Pindiga was, yesterday, replaced on the orders of the President of the Court of Appeal, PCA, Justice Zainab Bulkachuwa, with another jurist, Suleiman Ambursa who was previously on the Rivers State National Assembly Elections Petitions Tribunal panel.
Although no reason was advanced for the sudden change, Vanguard learned that the security agencies working in concert with the leadership of the National Judicial Council had been discreetly monitoring activities of the heads of the tribunals using secret agents to ensure that they do not compromise their positions.
A top official of one of the judicial agencies told Vanguard last night that the sudden removal of the chairman of the Rivers State Election Petition Tribunal, which sparked protests in Abuja yesterday, might not be unconnected with adverse security reports.

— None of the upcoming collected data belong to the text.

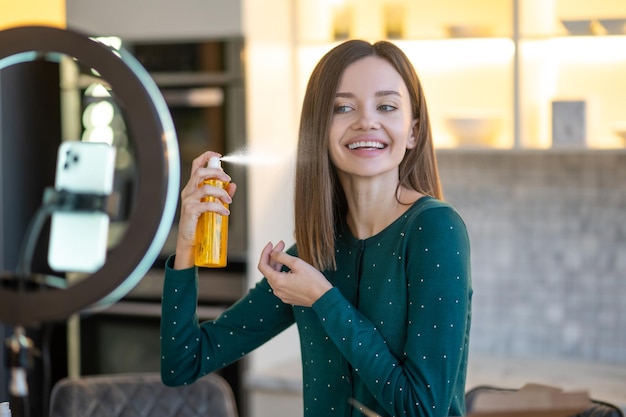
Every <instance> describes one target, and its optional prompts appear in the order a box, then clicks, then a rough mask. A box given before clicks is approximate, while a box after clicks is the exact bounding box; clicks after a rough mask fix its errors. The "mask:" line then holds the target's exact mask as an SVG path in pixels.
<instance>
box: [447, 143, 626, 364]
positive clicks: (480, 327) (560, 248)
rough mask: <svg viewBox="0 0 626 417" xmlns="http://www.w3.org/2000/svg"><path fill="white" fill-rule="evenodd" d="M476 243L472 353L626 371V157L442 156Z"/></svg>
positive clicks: (512, 151)
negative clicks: (552, 358)
mask: <svg viewBox="0 0 626 417" xmlns="http://www.w3.org/2000/svg"><path fill="white" fill-rule="evenodd" d="M438 160H439V165H440V170H441V176H442V182H443V186H444V193H445V197H446V199H447V200H448V201H449V202H451V203H452V204H453V205H454V206H455V207H456V208H457V209H458V210H459V211H460V213H461V215H462V216H463V217H464V219H465V221H466V223H467V226H468V230H469V232H470V238H471V242H472V263H473V265H472V270H473V285H474V291H475V295H474V303H473V323H472V335H471V337H472V339H471V343H470V346H471V352H474V353H480V354H485V353H486V354H497V355H514V356H540V357H560V358H574V359H580V360H591V361H598V362H613V363H626V349H625V347H626V332H624V329H626V303H625V302H624V298H625V297H626V221H625V215H626V181H625V180H626V153H625V152H624V151H620V150H616V151H612V152H611V151H606V152H601V151H597V152H585V151H562V152H558V151H548V152H541V151H538V152H537V151H535V152H533V151H510V152H507V151H503V152H498V151H486V152H473V151H449V152H445V151H444V152H440V153H439V159H438Z"/></svg>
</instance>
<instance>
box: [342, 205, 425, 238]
mask: <svg viewBox="0 0 626 417" xmlns="http://www.w3.org/2000/svg"><path fill="white" fill-rule="evenodd" d="M433 198H434V197H431V196H429V195H424V196H422V197H420V198H418V199H417V200H416V201H415V202H413V203H412V204H411V206H410V207H409V208H408V209H407V210H406V211H405V212H404V213H402V214H401V215H400V216H398V217H397V218H396V219H395V220H393V221H392V222H391V223H389V224H388V225H387V226H385V228H384V229H382V230H381V231H380V232H378V233H376V234H374V235H372V236H369V237H366V238H364V239H358V238H357V237H355V236H354V234H352V231H351V230H350V228H349V227H348V223H347V222H346V219H345V217H344V219H343V220H342V222H341V228H342V230H341V233H342V234H343V235H344V236H346V237H347V238H348V241H349V242H353V243H357V244H367V243H369V242H372V241H376V240H378V238H379V237H380V236H383V235H385V234H386V232H387V231H388V230H389V229H391V228H392V227H394V226H395V225H397V224H398V223H399V222H400V221H401V220H402V219H405V218H407V217H408V216H409V215H410V214H411V213H412V212H413V211H415V210H416V209H417V208H418V207H420V206H422V205H423V204H425V203H426V202H427V201H430V200H432V199H433Z"/></svg>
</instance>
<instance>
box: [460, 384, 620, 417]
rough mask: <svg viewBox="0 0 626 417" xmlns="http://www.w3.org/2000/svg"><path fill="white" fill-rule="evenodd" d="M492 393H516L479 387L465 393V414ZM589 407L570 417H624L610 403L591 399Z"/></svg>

Although the source did not say what the removed jurist might have done to warrant his sudden replacement with another, he maintained that the action received the full support of the leadership of the judiciary.
“The truth of the matter is that the tribunals are being monitored by both security agencies and the NJC to ensure that the outcome of the panels reflected nothing but the truth,” the top judicial officer said.
“Indeed, the chairmen and members of the tribunals are being closely monitored by the security agents working in concert with the NJC to ensure the integrity of their verdicts.
“What is happening is in line with the vision and resolve of the new leadership of the Judiciary in Nigeria and there is no hiding place for anyone who deviates from that vision,” the official, who requested for anonymity, said.
Findings showed that the appeal court was uncomfortable with the situation in which the orders of the tribunal were blatantly rebuffed with the chairman not being able to firmly enforce its decisions, thereby making a mockery of the judiciary.
It was gathered that more tribunals who were depending on technicalities to knock out good cases might also kiss the dust while those who use delay tactics to frustrate cases were also being identified for appropriate sanctions, but no names were given.